简体   繁体   中英

Selecting from Table A where it joins to all data in Table B

I have a table of documents, and a table of tags. The documents are tagged with various values.

I am attempting to create a search of these tags, and for the most part it is working. However, I am getting extra results returned when it matches any tag. I only want results where it matches all tags.

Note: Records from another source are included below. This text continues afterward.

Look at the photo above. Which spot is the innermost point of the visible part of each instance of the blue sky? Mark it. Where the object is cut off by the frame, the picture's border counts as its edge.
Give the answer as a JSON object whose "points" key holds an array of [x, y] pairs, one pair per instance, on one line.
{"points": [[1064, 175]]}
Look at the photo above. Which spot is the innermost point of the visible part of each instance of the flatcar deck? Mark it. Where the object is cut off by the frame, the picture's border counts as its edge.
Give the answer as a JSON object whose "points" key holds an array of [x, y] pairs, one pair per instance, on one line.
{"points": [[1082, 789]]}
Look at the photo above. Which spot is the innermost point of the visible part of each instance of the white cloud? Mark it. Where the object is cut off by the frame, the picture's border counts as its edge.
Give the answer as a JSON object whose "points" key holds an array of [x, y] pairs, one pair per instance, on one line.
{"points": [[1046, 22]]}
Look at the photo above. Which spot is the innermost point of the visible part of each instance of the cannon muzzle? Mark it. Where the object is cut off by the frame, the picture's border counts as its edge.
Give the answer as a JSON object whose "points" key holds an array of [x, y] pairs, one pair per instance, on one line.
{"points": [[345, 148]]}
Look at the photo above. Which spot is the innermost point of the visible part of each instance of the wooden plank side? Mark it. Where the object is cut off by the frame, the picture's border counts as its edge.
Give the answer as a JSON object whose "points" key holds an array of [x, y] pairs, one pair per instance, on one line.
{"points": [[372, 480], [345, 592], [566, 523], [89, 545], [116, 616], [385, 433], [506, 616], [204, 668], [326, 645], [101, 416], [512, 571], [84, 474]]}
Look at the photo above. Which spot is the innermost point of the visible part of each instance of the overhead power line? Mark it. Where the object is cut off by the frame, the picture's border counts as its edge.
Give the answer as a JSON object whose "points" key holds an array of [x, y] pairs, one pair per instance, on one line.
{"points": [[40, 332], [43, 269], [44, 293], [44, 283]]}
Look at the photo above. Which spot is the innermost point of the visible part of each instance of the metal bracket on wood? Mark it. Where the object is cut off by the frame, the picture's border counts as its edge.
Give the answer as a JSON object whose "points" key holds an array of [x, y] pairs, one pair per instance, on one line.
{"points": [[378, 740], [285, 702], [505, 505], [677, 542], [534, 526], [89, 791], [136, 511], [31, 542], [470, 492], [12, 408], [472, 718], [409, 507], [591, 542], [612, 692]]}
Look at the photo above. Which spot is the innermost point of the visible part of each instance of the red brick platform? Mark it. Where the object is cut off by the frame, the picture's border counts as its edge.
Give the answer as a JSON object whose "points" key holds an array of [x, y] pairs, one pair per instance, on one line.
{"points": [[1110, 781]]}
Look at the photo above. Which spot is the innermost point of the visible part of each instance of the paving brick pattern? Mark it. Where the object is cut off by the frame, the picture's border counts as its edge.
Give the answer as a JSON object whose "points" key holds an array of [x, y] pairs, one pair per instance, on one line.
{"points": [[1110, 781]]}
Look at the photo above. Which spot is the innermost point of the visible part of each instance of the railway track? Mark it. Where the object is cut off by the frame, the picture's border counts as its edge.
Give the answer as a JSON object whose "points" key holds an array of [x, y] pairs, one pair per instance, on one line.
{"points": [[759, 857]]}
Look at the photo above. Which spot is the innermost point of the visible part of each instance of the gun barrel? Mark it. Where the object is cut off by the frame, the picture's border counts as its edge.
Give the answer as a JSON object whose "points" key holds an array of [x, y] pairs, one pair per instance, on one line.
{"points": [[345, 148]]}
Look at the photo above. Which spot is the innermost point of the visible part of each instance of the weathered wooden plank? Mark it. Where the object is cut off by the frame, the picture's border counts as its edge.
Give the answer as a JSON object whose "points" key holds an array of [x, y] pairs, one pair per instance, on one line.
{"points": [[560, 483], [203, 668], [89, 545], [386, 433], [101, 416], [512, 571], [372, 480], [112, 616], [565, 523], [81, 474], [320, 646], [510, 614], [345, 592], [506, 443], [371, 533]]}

I have created this to illustrate the problem http://sqlfiddle.com/#!3/8b98e/11

Tables and Data:

CREATE TABLE Documents
(
 DocId INT,
 DocText VARCHAR(500)
);

CREATE TABLE Tags
(
  TagId INT,
  TagName VARCHAR(50)
);

CREATE TABLE DocumentTags
(
  DocTagId INT,
  DocId INT,
  TagId INT,
  Value VARCHAR(50)
);

INSERT INTO Documents VALUES (1, 'Document 1 Text');
INSERT INTO Documents VALUES (2, 'Document 2 Text');

INSERT INTO Tags VALUES (1, 'Tag Name 1');
INSERT INTO Tags VALUES (2, 'Tag Name 2');

INSERT INTO DocumentTags VALUES (1, 1, 1, 'Value 1');
INSERT INTO DocumentTags VALUES (1, 1, 2, 'Value 2');
INSERT INTO DocumentTags VALUES (1, 2, 1, 'Value 1');

Code:

-- Set up the parameters
DECLARE @TagXml VARCHAR(max)
SET @TagXml = '<tags>
                  <tag>
                    <description>Tag Name 1</description>
                    <value>Value 1</value>
                  </tag>
                  <tag>
                    <description>Tag Name 2</description>
                    <value>Value 2</value>
                  </tag>
                </tags>'

-- Create a table to store the parsed xml in
DECLARE @XmlTagData TABLE 
(
    id varchar(20)
    ,[description] varchar(100)
    ,value varchar(250)
)

-- Populate our XML table
DECLARE @iTag int
EXEC sp_xml_preparedocument @iTag OUTPUT, @TagXml
-- Execute a SELECT statement that uses the OPENXML rowset provider
-- to produce a table from our xml structure and insert it into our temp table
INSERT INTO @XmlTagData (id, [description], value)
SELECT  id, [description], value
FROM    OPENXML (@iTag, '/tags/tag',1)
        WITH (id varchar(20),
                [description] varchar(100) 'description',
                value varchar(250) 'value')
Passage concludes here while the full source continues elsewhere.